Bodin, a Norwegian seafood sector veteran who has ended up based in the US, said the high volumes of cod should continue “for years to come”.
He called on companies such as Gorton’s and Long John Silver’s to take a lead on new product development when the price for cod is competitive.
Speaking to Undercurrent News after the panel, Bodin said the time to do this is now, not to wait until the price starts to rise.
“Wild fish are volatile in supply, that is the nature of the beast. But you have to be dynamic and ahead of the curve and keep a close view on where the product development openings are,” he said.
That is why the haddock price has gone so high, said Bodin. “Haddock was competitively priced, so people used it more and developed products using it.”
The total catch of Atlantic cod has gone from under 800,000 metric tons in 2007 and 2008, to 1.34 million metric tons in 2013, according to data presented at the National Fisheries Institute conference being held in Miami, Florida this week.
For 2014, the projected total catch is 1.35m metric tons. That is before the volumes of Pacific cod from the US and Russia, which are steady at around 420,000t.
Haddock volumes diving
The story on haddock is very different.
According to data from the Groundfish Forum, the world haddock catch was 428,000t in 2012. It will be 298,000t in 2013 and the projection for 2014 is 278,000t.
Prices have rocketed, as a result, although only to similar levels as 2008.
The price for a double-frozen, 8-10 ounce haddock fillet from China was around $3.20 in September of 2008, before dipping to around $2.70 in September 2010. The price was around $3.30 in September 2013.
Prices for headed and gutted (H&G) haddock have rocketed from $2,400/t, delivered China, to around $4,500/t at the end of the year.

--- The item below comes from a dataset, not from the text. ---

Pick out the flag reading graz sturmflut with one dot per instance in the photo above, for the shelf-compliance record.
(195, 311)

When — and by how much — this price will decline is a major talking point in the whitefish sector.There are areas of the world — parts of the UK and the north east of the US, that want haddock irrespective of the price.
At the current level, it is assumed foodservice sellers are already moving out of haddock and retail will follow. Retail contracts in Europe are generally January-January, so the higher priced fish will only just be hitting consumers, he said.
“It’s funny how quick things can move,” said Bodin.